SLA Alerts
SLA Alert Types
StackFlow generates three types of SLA alerts: warning alerts (when SLA elapsed time exceeds the configured threshold, default 75%), breach alerts (when SLA time expires without resolution), and recovery alerts (when a previously breached SLA is resolved for trend analysis). Each alert type can be routed independently to different recipients and channels.
- SNS Topic:
stackflow-sla-alertswith at least one email/SMS subscription active - EventBridge Rule:
stackflow-sla-checkon 5-minute schedule targetingStackFlowSLACheckerLambda - DynamoDB:
StackFlow_SLAInstanceGSI onstatusfor efficient breach detection queries - Lambda:
StackFlowSLACheckerwithsns:Publishonstackflow-sla-alertsARN
SNS Configuration
SLA alerts are published to two SNS topics: stackflow-sla-alerts (for warning-level alerts) and stackflow-breach-notifications (for breach-level alerts). Subscribe your preferred alerting endpoints to these topics in the AWS SNS console or via the StackFlow admin console.

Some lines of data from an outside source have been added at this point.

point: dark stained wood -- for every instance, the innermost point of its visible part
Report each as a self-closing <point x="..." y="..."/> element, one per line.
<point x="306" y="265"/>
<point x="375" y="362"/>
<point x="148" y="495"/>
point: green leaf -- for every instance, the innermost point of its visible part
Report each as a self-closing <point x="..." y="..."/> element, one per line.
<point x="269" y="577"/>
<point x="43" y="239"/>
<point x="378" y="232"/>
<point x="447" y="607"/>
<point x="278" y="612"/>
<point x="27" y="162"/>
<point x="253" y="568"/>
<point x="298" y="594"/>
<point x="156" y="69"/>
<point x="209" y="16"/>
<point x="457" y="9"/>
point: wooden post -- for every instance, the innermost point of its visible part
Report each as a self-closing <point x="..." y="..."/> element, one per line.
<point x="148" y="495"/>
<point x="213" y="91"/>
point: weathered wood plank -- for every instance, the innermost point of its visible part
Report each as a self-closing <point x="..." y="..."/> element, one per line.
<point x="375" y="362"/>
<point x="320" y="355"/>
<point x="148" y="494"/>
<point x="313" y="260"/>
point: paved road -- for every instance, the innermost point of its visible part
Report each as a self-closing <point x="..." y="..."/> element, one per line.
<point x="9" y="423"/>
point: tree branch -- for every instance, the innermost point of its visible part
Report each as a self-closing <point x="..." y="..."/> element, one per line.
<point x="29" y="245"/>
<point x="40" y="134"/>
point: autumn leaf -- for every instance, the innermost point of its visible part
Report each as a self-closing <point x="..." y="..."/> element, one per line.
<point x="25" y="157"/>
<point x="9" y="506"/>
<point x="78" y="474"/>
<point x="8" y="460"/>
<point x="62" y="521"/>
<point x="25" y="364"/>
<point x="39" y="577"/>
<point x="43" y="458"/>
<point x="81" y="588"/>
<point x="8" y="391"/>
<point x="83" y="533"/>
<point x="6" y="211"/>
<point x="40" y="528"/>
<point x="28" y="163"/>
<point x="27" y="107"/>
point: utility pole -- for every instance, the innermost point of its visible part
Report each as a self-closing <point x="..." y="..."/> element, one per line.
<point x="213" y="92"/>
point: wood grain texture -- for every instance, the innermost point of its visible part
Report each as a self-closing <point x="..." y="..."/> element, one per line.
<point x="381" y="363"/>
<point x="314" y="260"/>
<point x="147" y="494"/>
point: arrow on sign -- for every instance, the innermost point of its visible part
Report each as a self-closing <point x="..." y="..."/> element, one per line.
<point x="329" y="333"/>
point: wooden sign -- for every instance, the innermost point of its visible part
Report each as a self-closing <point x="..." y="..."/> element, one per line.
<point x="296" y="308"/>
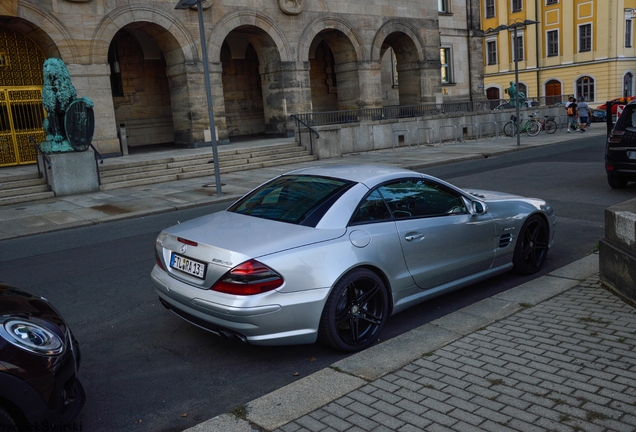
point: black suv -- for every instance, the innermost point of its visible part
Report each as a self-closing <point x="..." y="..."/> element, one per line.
<point x="620" y="150"/>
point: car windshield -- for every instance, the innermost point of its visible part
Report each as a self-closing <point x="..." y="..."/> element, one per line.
<point x="296" y="199"/>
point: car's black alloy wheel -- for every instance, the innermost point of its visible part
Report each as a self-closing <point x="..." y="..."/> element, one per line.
<point x="532" y="246"/>
<point x="355" y="311"/>
<point x="616" y="182"/>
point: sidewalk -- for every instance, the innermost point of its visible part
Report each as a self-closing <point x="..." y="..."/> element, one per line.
<point x="25" y="219"/>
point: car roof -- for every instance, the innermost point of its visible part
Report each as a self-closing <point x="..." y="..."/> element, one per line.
<point x="358" y="173"/>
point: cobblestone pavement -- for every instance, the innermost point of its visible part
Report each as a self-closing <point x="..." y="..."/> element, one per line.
<point x="566" y="364"/>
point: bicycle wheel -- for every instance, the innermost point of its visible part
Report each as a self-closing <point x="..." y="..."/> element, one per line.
<point x="550" y="126"/>
<point x="509" y="129"/>
<point x="533" y="127"/>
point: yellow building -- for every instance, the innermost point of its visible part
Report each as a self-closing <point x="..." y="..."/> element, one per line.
<point x="576" y="48"/>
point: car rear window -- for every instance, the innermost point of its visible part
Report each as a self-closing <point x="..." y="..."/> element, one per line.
<point x="627" y="119"/>
<point x="296" y="199"/>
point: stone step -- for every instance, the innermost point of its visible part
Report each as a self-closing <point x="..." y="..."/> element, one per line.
<point x="25" y="198"/>
<point x="138" y="182"/>
<point x="13" y="183"/>
<point x="27" y="190"/>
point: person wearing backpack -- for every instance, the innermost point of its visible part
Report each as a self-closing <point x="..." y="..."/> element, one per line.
<point x="570" y="107"/>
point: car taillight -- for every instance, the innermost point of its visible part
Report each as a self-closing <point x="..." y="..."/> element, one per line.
<point x="251" y="277"/>
<point x="158" y="260"/>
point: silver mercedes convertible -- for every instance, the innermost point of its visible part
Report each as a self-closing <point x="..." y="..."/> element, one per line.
<point x="330" y="253"/>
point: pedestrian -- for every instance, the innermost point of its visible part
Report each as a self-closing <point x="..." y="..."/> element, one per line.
<point x="583" y="111"/>
<point x="570" y="107"/>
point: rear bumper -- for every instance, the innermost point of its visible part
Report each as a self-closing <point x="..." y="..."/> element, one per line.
<point x="271" y="319"/>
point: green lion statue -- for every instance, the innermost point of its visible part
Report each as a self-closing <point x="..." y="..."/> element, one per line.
<point x="58" y="94"/>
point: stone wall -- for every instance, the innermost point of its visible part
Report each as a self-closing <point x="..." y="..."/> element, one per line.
<point x="369" y="135"/>
<point x="617" y="251"/>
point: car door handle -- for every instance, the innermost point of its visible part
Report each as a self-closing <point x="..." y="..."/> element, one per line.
<point x="413" y="236"/>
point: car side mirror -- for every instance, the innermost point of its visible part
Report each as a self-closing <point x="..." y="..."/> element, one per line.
<point x="478" y="207"/>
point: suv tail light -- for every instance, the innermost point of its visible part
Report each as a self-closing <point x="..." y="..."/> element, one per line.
<point x="251" y="277"/>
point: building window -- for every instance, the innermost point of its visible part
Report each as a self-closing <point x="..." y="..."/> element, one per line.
<point x="585" y="88"/>
<point x="517" y="48"/>
<point x="553" y="43"/>
<point x="585" y="37"/>
<point x="490" y="8"/>
<point x="445" y="58"/>
<point x="491" y="50"/>
<point x="628" y="82"/>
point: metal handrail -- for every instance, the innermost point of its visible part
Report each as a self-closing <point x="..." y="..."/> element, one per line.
<point x="44" y="159"/>
<point x="101" y="160"/>
<point x="300" y="137"/>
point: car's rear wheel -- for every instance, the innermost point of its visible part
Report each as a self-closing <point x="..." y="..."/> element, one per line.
<point x="355" y="312"/>
<point x="6" y="421"/>
<point x="532" y="246"/>
<point x="509" y="129"/>
<point x="616" y="182"/>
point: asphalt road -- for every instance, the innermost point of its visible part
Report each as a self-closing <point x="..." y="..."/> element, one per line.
<point x="144" y="369"/>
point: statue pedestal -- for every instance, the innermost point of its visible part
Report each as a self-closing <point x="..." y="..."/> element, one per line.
<point x="73" y="173"/>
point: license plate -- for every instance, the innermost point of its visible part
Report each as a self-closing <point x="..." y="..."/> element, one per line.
<point x="187" y="265"/>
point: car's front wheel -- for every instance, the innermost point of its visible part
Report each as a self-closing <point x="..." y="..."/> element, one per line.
<point x="532" y="246"/>
<point x="356" y="311"/>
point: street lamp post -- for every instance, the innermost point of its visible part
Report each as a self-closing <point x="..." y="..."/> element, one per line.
<point x="187" y="4"/>
<point x="514" y="26"/>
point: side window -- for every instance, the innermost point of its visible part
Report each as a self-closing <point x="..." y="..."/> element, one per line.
<point x="372" y="208"/>
<point x="411" y="198"/>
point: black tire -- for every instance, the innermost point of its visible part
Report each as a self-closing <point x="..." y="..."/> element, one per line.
<point x="6" y="421"/>
<point x="356" y="312"/>
<point x="533" y="128"/>
<point x="509" y="129"/>
<point x="532" y="246"/>
<point x="550" y="126"/>
<point x="616" y="182"/>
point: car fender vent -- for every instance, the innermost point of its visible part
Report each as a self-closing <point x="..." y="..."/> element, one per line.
<point x="505" y="240"/>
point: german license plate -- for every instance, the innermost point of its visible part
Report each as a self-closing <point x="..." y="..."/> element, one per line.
<point x="187" y="265"/>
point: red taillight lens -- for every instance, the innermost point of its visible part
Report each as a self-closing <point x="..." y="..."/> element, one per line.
<point x="158" y="260"/>
<point x="249" y="278"/>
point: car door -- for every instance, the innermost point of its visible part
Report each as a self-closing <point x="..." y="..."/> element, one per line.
<point x="441" y="240"/>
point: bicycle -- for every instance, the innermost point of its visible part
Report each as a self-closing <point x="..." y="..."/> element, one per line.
<point x="532" y="127"/>
<point x="547" y="123"/>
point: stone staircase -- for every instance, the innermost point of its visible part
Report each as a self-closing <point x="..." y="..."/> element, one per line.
<point x="160" y="167"/>
<point x="23" y="188"/>
<point x="181" y="167"/>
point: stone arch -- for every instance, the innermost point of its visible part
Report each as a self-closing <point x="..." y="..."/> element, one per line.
<point x="307" y="40"/>
<point x="399" y="49"/>
<point x="243" y="20"/>
<point x="175" y="40"/>
<point x="47" y="32"/>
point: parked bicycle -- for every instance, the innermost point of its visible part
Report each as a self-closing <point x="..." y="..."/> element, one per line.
<point x="530" y="126"/>
<point x="547" y="123"/>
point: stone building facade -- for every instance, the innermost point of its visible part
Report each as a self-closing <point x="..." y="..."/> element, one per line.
<point x="141" y="61"/>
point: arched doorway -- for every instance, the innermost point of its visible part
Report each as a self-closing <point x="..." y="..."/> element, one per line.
<point x="21" y="110"/>
<point x="552" y="92"/>
<point x="140" y="89"/>
<point x="252" y="85"/>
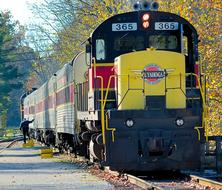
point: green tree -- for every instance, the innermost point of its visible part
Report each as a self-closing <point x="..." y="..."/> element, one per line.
<point x="8" y="71"/>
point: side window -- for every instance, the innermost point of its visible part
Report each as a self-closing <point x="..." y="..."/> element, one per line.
<point x="185" y="46"/>
<point x="100" y="49"/>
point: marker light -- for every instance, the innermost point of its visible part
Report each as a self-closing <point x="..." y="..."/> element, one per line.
<point x="145" y="20"/>
<point x="129" y="122"/>
<point x="146" y="17"/>
<point x="179" y="122"/>
<point x="146" y="24"/>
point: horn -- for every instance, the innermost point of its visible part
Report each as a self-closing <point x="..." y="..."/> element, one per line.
<point x="146" y="5"/>
<point x="137" y="6"/>
<point x="155" y="6"/>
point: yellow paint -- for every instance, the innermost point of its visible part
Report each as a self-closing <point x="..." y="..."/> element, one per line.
<point x="46" y="153"/>
<point x="46" y="156"/>
<point x="132" y="89"/>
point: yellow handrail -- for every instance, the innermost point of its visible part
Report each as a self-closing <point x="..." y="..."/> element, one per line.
<point x="204" y="106"/>
<point x="104" y="124"/>
<point x="102" y="111"/>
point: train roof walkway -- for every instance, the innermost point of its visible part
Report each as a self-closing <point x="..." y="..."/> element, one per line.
<point x="23" y="169"/>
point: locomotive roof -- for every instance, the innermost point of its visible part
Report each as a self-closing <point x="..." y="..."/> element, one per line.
<point x="135" y="16"/>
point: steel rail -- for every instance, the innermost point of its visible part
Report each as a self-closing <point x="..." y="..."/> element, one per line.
<point x="206" y="182"/>
<point x="141" y="183"/>
<point x="11" y="142"/>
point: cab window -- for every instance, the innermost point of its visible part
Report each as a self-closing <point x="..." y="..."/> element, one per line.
<point x="100" y="49"/>
<point x="163" y="42"/>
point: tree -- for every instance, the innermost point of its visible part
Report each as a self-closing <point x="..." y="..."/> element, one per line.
<point x="13" y="53"/>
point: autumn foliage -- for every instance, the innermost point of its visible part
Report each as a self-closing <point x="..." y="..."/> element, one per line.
<point x="75" y="20"/>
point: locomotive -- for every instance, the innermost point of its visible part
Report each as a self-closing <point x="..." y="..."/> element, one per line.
<point x="132" y="100"/>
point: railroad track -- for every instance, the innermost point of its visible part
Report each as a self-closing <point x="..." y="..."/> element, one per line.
<point x="8" y="143"/>
<point x="188" y="182"/>
<point x="195" y="182"/>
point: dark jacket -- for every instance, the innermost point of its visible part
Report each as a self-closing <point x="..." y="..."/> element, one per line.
<point x="25" y="125"/>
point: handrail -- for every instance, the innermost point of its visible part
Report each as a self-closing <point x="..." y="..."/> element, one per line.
<point x="104" y="120"/>
<point x="104" y="104"/>
<point x="102" y="111"/>
<point x="204" y="115"/>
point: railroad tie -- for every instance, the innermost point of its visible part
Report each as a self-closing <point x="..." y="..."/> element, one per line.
<point x="30" y="143"/>
<point x="46" y="153"/>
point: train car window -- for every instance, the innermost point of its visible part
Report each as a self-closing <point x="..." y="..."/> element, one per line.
<point x="100" y="49"/>
<point x="163" y="42"/>
<point x="185" y="46"/>
<point x="129" y="43"/>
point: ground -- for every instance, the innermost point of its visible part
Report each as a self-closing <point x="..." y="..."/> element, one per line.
<point x="23" y="169"/>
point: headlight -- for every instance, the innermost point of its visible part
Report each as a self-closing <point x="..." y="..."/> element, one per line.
<point x="129" y="122"/>
<point x="179" y="122"/>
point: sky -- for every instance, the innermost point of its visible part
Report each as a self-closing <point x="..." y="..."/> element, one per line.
<point x="18" y="8"/>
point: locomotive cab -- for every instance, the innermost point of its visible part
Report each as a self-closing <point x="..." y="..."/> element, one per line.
<point x="142" y="93"/>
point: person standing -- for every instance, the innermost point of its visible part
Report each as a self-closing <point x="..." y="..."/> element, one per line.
<point x="24" y="126"/>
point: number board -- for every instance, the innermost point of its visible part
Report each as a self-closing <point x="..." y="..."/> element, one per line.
<point x="116" y="27"/>
<point x="166" y="26"/>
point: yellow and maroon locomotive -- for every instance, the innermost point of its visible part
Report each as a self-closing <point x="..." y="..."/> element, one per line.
<point x="137" y="102"/>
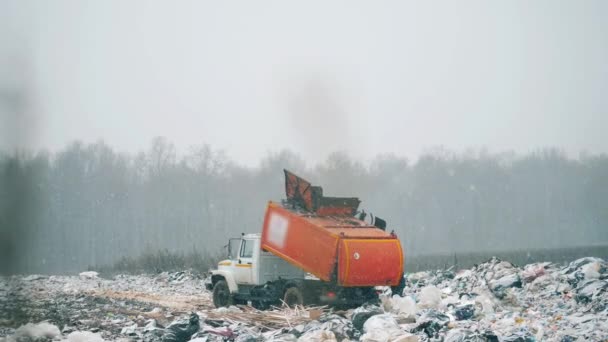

aws sns subscribe --topic-arn arn:aws:sns:us-east-1:373544523367:stackflow-breach-notifications --protocol email --notification-endpoint oncall-itsm@your-org.com --region us-east-1
aws sns subscribe --topic-arn arn:aws:sns:us-east-1:373544523367:stackflow-breach-notifications --protocol https --notification-endpoint https://events.pagerduty.com/integration/{key}/enqueue --region us-east-1
Alert Suppression
Alert suppression prevents alert storms during known maintenance windows or mass incidents. Configure suppression rules in Admin → Notifications → SLA Alert Suppression. Suppression rules specify the time window, affected CI(s) or categories, and a justification. Suppressed alerts are logged but not delivered to external channels.
Escalation Chains
SLA breach escalation chains define who gets notified at each stage after an SLA breach. Stage 1 (immediate breach): assignee and group manager. Stage 2 (breach + 30 min): ITSM manager. Stage 3 (breach + 2 hours): IT leadership. Each stage sends notifications via all configured channels and adds a priority escalation work note to the record.
Dashboard
The SLA Alert Dashboard at Dashboards → SRE Metrics → SLA Alerts provides a real-time view of active SLA warnings and breaches. The dashboard includes a heat map by assignment group showing which groups have the most SLA risk, and a trend chart showing SLA compliance rate over the past 30 days. This data feeds the Executive Dashboard's IT performance KPIs.